Gateway loses all APIDefinitions and Policies if the gateway pod is restarted

Describe the bug
In case if the gateway (headless, installed with helm) is restarted, all APIDefinitions and Policies are deleted even though the APIDefinition and Policies resources are still there. I understand that the gateway keeps the APIDefinition and Policies at ‘/mnt/tyk-gateway/apps’ and ‘/mnt/tyk-gateway/policies’ which obviously gets deleted once the pod is restarted. But this natural to assume that operator-controller would recreate the object is gateway if it gets 404 from gateway.

Reproduction steps
Steps to reproduce the behaviour:

  1. Create an APIDefinition
  2. Restart gateway pods
  3. You will get 404 for that API even though the APIDefinition exists

Actual behaviour
Operator does not recreate the objects into gateway. have to delete the APIDefinition and policy resources from kubernetes and then needs to be recreated

Expected behaviour
APIDefinition, Policy, etc objects should be re-pushed into gateway in case operator gets 404 but the Custom resource exists.

The Tyk Operator has no way to detect that the gateway has restarted because the latest known status was that those APIs/Policies were loaded. I believe the operator will eventually reconcile based on a timeout value that is set but you will have to wait for that timeout.

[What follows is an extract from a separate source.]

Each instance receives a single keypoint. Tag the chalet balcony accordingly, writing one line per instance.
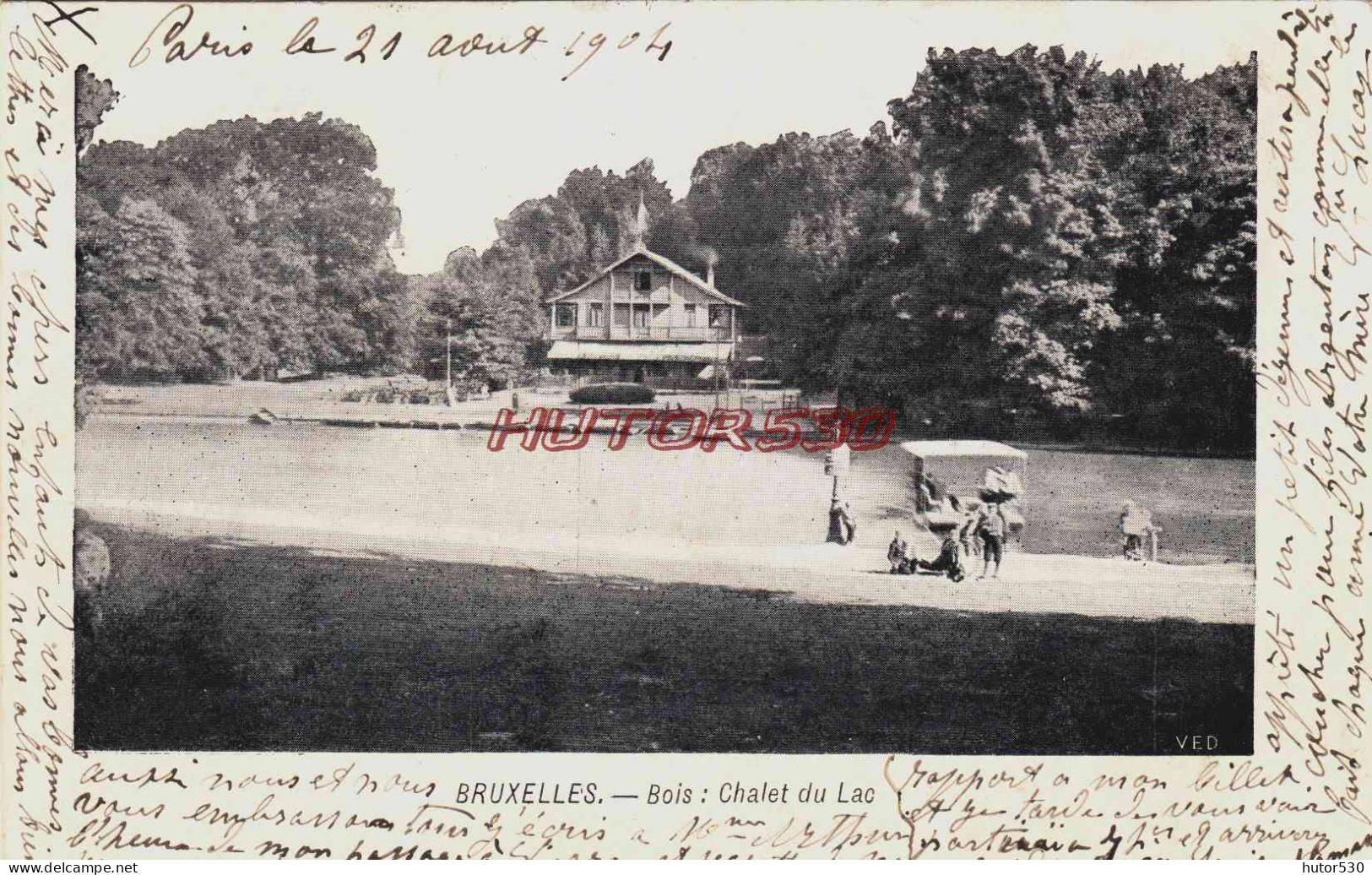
(680, 334)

I had a similar use case before where I would trigger a change in gateway settings that causes it to restart. I got around it by adding those settings as annotations to the operator manager. That forced the restart of the operator manager which ultimately allows the definitions to reconcile.

Thanks @zaid for your reply. I am not sure if I understand how this annotation is going to help. Is there any documentation regarding this?

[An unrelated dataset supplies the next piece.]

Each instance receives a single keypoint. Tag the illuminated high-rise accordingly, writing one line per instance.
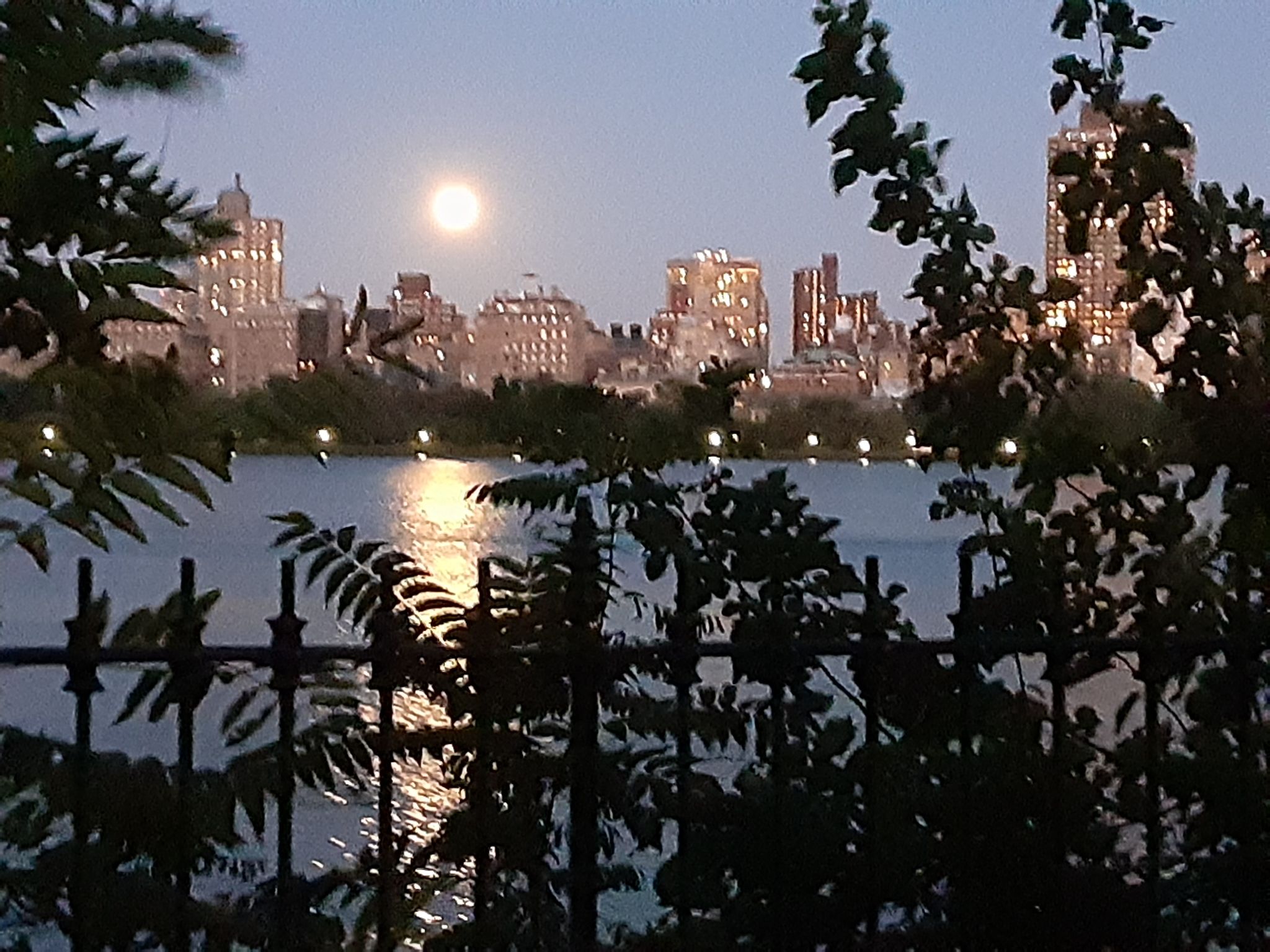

When the annotations get updated the operator is forced to restart and therefore it will be forced to reconcile the API defs and add them to the gateway, this is however a workaround. I don’t know if we have any docs around this specifically. Let me reach out to the operator product manager and get some clarity on this. I believe that it is something we wanted to improve.

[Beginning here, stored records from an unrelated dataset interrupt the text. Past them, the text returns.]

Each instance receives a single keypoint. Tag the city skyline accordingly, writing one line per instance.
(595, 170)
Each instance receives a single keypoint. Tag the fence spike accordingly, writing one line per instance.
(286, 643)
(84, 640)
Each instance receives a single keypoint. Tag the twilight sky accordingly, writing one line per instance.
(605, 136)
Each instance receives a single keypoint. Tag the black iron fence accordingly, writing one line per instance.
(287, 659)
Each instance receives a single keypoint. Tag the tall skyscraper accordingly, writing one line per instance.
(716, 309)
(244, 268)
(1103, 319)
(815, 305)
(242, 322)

Operator presently relies on cache expiry on the Kubernetes side to trigger the reconciliation, as explained by Zaid here and Burak on Github. The cache expiry timeout is 10 hours, which is too long for this use case.

The annotations option mentioned above can be used as a solution. You may also manually restart Operator controller or use Persistent Volume for apis.

We are looking at better ways to detect out of sync events. Allowing the Operator to manage Gateway instances using the Gateway API is one option. This is something we are working on right now.

1 Like